Upon admission to the emergency center, an adult client with acute status asthmaticus is prescribed this series of medications. In which order should the nurse administer the prescribed medications? (Arrange from first to last.) Albuterol (Proventil) puffs. Prednisone (Deltasone) orally. Gentamicin (Garamycin) IM. Salmeterol (Serevent Diskus)
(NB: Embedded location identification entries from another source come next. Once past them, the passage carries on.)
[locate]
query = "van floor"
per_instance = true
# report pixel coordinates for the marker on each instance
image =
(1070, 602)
Albuterol (Proventil) puffs. Salmeterol (Serevent Diskus). Prednisone (Deltasone) orally. Gentamicin (Garamycin) IM Status asthmaticus is potentially a life-threatening respiratory event, so albuterol, a beta2 adrenergic agonist and short acting bronchodilator, should be administered by inhalation first to provide rapid and deep topical penetration to relieve bronchospasms, dilate the bronchioles, and increase oxygenation. In stepwise management of persistent asthma, a long-action bronchodilator, such as salmeterol (Serevent Diskus), with a 12-hour duration of action should be given next. Prednisone, an oral corticosteroid, provides prolonged anti-inflammatory effects and should be given after the client's respiratory distress begins to resolves. Gentamicin, an antibiotic, is given deep IM, which can be painful, and may require repositioning the client, so should be last in the sequence.

The nurse administers a dose of metoprolol for a client. Which assessment is most important for the nurse to obtain? -Temperature. -Lung sounds. -Blood pressure. -Urinary output.
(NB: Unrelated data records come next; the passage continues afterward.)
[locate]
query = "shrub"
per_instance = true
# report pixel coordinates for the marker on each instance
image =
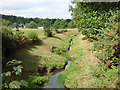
(33, 36)
(47, 27)
(14, 69)
(10, 41)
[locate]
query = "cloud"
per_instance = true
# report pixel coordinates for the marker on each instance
(36, 8)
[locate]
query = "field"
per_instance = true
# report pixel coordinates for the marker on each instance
(39, 58)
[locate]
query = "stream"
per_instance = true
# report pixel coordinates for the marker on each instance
(53, 79)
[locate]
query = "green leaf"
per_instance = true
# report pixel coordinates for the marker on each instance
(24, 83)
(8, 73)
(15, 84)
Blood pressure It is most important to monitor the blood pressure of clients taking this medication because metoprolol is an antianginal, antiarrhythmic, antihypertensive agent.

A postoperative client receiving a continuous IV infusion of meperidine 35 mg/hr for the past four days has become increasingly restless and irritable, and begins to hallucinate. Which action should the nurse take first? -Administer a PRN dose of the PO lithium. -Administer naloxone IV push. -Decrease the IV infusion rate of the meperidine. -Increase the IV infusion rate of the meperidine.

Decrease the IV infusion rate of the meperidine. The client is exhibiting symptoms of meperidine toxicity, which is consistent with the large doses of meperidine received over four days. Decreasing the infusion rate of the meperidine as per protocol is the most effective action to immediately decrease the amount of serum meperidine. The next nursing action is for the nurse to notify the healthcare provider.

An older client with a decreased percentage of lean body mass is admitted to the hospital. Which pharmacokinetic process is affected and should be considered in the client's dosing of medication? -Absorption. -Metabolism. -Elimination. -has Distribution

Distribution A decreased lean body mass in an older adult affects the distribution of drugs, which affects the pharmacokinetics of drug and how the medication is distributed throughout the body.